Filtre planté de Autoepure de Stoc Environnement. Après décantation dans une fosse toutes eaux, les eaux sont traitées successivement par 2 filtres : un massif filtrant à percolation verticale suivi d’un massif filtrant à flux horizontal.

« Nos systèmes traitent des déchets, ils doivent donc être entretenus régulièrement, au même titre qu’une chaudière, résume Jérôme Vaché, directeur chez Abas, vice-président de l’IFAA. Il y a un travail de pédagogie à mener auprès des particuliers par l’ensemble des acteurs de la filière pour que les particuliers n’ouvrent pas leur système seulement quand il y a des odeurs ou un problème d’écoulement. L’entretien des ANC doit devenir culturel ».

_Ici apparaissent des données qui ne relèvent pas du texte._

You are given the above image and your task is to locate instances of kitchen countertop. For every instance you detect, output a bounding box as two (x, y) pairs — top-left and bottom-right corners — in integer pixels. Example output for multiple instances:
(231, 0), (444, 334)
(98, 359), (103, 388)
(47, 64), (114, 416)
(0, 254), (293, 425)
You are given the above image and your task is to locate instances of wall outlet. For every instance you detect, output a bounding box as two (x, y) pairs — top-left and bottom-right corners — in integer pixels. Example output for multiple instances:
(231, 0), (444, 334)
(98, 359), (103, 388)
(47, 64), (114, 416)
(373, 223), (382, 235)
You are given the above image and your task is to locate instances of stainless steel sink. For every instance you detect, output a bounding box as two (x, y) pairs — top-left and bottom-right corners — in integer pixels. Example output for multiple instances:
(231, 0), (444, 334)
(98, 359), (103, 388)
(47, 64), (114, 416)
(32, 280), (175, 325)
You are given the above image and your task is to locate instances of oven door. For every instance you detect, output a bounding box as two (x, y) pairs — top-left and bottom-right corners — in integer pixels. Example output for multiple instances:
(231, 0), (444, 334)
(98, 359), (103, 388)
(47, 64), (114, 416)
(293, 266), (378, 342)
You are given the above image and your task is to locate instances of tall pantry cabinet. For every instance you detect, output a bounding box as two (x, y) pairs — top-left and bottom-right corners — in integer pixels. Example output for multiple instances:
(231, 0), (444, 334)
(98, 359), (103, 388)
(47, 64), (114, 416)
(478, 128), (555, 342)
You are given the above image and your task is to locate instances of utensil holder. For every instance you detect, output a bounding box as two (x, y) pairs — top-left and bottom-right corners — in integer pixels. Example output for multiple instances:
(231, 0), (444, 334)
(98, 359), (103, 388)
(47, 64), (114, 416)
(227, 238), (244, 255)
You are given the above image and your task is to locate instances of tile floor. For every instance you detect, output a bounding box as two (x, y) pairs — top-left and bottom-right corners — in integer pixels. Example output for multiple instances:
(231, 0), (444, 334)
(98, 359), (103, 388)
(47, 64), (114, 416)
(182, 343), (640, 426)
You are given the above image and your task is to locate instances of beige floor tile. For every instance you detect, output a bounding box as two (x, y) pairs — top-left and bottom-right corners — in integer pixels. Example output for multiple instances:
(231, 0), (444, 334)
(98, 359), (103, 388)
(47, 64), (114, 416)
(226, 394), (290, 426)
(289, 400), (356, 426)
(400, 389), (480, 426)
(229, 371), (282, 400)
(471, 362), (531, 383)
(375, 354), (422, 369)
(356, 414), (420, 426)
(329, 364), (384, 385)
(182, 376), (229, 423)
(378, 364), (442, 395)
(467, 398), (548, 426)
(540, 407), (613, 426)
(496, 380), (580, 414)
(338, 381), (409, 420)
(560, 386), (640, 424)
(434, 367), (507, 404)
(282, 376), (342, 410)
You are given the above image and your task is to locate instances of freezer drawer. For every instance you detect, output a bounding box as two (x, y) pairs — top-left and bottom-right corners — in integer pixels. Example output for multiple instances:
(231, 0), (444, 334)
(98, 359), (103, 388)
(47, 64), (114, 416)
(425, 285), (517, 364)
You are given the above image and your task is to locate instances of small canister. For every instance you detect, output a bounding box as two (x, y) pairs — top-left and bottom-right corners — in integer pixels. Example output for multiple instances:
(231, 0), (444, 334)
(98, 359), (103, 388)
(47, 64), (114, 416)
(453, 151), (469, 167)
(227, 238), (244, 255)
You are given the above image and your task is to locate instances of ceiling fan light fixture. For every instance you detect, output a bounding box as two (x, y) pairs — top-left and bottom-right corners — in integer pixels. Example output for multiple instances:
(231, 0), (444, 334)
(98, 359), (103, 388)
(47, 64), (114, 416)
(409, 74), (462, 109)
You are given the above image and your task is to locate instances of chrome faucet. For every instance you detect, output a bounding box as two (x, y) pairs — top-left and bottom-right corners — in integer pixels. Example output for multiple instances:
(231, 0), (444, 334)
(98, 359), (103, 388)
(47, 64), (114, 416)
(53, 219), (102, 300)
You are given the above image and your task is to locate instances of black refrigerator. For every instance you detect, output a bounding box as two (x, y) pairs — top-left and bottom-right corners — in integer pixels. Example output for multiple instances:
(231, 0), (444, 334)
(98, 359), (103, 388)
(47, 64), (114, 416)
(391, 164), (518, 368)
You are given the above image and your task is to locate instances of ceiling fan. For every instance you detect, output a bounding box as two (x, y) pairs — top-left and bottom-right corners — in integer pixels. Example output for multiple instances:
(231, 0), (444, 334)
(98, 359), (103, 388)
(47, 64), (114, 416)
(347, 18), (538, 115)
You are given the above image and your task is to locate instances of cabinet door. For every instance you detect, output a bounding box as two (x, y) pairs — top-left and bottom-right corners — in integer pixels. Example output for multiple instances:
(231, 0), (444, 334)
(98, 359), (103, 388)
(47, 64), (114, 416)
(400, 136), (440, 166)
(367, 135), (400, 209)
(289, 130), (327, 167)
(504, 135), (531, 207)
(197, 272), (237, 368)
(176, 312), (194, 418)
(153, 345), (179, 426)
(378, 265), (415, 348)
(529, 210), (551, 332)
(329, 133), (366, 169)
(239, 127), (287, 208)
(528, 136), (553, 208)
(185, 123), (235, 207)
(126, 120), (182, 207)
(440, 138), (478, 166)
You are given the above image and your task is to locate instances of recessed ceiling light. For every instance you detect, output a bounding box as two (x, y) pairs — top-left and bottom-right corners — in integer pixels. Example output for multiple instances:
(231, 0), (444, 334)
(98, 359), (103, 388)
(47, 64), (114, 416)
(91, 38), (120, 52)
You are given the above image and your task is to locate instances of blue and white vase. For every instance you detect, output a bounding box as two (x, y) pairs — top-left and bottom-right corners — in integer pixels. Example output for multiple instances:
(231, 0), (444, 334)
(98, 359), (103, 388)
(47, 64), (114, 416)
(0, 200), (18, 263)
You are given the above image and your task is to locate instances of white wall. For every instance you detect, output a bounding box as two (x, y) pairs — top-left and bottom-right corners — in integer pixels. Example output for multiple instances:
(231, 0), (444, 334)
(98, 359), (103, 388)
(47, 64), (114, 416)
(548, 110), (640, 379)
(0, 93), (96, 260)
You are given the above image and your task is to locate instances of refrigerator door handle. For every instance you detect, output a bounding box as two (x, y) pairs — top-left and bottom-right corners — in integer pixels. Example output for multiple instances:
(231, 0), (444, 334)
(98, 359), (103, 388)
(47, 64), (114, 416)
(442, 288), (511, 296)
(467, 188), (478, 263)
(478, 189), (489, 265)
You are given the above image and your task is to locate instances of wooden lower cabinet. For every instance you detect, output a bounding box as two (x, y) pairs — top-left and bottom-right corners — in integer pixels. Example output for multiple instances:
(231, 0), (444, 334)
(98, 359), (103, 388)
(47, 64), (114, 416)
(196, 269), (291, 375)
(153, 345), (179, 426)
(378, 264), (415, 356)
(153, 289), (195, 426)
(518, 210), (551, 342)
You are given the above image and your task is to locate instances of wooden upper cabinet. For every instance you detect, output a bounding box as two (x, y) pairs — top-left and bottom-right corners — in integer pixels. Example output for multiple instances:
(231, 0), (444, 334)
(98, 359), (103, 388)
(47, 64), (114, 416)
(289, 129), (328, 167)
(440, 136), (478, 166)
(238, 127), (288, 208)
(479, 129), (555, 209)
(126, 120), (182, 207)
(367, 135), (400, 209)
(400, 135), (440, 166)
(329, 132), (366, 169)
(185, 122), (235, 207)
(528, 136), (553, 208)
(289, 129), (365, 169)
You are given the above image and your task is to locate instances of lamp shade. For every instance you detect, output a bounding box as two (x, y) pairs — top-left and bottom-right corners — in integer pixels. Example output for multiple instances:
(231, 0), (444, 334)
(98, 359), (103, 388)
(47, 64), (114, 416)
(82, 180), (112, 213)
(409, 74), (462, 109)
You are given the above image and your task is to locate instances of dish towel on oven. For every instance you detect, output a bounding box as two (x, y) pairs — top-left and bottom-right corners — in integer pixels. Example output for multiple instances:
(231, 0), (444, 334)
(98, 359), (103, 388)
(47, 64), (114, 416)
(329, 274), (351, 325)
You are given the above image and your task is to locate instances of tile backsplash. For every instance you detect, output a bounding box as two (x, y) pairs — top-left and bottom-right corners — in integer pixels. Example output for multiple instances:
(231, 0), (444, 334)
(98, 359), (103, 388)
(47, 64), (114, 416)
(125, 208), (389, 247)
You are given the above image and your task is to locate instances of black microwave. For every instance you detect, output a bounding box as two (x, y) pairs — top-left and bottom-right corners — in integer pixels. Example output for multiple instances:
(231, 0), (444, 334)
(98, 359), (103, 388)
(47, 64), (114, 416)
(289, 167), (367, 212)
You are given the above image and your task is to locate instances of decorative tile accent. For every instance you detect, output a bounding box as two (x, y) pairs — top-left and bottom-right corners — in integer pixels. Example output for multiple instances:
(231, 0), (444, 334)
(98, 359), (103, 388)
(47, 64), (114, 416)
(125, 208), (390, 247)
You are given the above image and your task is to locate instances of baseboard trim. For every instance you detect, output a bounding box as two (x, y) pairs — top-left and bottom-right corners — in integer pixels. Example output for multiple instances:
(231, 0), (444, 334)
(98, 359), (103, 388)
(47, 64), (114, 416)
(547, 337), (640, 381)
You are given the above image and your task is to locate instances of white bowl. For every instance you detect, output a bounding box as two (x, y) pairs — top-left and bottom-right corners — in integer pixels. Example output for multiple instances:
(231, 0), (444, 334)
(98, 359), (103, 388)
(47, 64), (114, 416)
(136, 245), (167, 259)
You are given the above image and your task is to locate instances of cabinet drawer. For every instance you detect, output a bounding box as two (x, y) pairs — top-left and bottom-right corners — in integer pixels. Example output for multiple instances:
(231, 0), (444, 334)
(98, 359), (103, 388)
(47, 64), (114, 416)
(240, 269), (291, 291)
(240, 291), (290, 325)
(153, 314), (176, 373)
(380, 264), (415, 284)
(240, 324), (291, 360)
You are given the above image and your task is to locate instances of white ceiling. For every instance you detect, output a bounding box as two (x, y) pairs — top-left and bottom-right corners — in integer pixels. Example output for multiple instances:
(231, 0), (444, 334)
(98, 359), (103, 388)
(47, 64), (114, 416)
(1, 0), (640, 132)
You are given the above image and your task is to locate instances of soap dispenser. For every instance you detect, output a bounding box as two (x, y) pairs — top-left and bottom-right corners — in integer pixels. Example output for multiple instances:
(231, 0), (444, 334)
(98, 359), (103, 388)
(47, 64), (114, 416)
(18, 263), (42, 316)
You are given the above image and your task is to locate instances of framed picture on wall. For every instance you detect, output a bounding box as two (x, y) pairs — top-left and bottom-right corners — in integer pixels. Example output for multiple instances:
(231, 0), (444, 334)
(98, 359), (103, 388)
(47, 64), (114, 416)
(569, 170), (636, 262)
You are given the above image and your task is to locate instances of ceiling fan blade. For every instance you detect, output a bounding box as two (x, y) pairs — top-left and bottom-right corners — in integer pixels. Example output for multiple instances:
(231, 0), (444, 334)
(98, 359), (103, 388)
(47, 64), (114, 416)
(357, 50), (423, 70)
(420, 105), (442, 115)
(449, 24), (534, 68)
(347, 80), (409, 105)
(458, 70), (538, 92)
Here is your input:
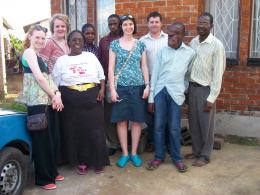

« Pour les filières compactes, l’entretien doit être régulier, au même titre que dans les filières traditionnelles », poursuit Aurélien Gilbert de la société Tricel. A la différence qu’il faut mobiliser un engin de terrassement pour changer le filtre à sable, lorsqu’il est colmaté, ce qui nécessite de retourner complètement le jardin au bout de 10 à 20 ans.

Investissement et coûts d’exploitation : prendre en compte le coût global

En fonction des marques et selon les notices des fabricants, disponibles sur le portail de l’ANC du ministère, les prix peuvent varier de 6.000 à 13.000 euros pour les installations compactes.
Un coût équivalent à celui des filières traditionnelles, selon Gérald Baudry chez Simop. « Les coûts portent sur le matériel dans le cas des filières compactes et sur la main d’œuvre et l’installation dans le cas des filières traditionnelles ».
La micro‐station easyOne de Graf s’appuie sur une technologie de traitement en 3 étapes : traitement des eaux usées directement à leur arrivée dans la cuve-décantation des eaux traitées-évacuation des eaux clarifiées.

Mais pour choisir son système d’assainissement non collectif, l’investissement se raisonne plutôt en termes de coût global. Ce coût global est indiqué réglementairement dans le manuel d’utilisation des installations agréées et ce, pour une durée de 15 ans. Il est calculé en additionnant les coûts :

  • du dispositif et de son installation ;
  • de l’entretien, de la maintenance, du fonctionnement ;
  • de la vidange.

D’autres coûts peuvent s’y ajouter : coût du contrôle de l’exécution du SPANC, études liées à la conception, étude de sol ou coût de retraitement des filtres ou des matériaux, que ce soit pour les filières compactes ou traditionnelles. A ceci près que les filières traditionnelles ne sont pas soumises à déclaration concernant ce point.

Représentation modélisée d’un Jardin d’Assainissement Aquatiris – gamme Iris.

Laurent Jeanne de l’Assainissement Autonome prend le parti de raisonner encore plus globalement : « le coût social de devoir sacrifier l’utilisation d’agrément de son jardin est l’un des points clé pour le choix du système d’assainissement ». Un point de vue qui pousse en faveur des filières compactes.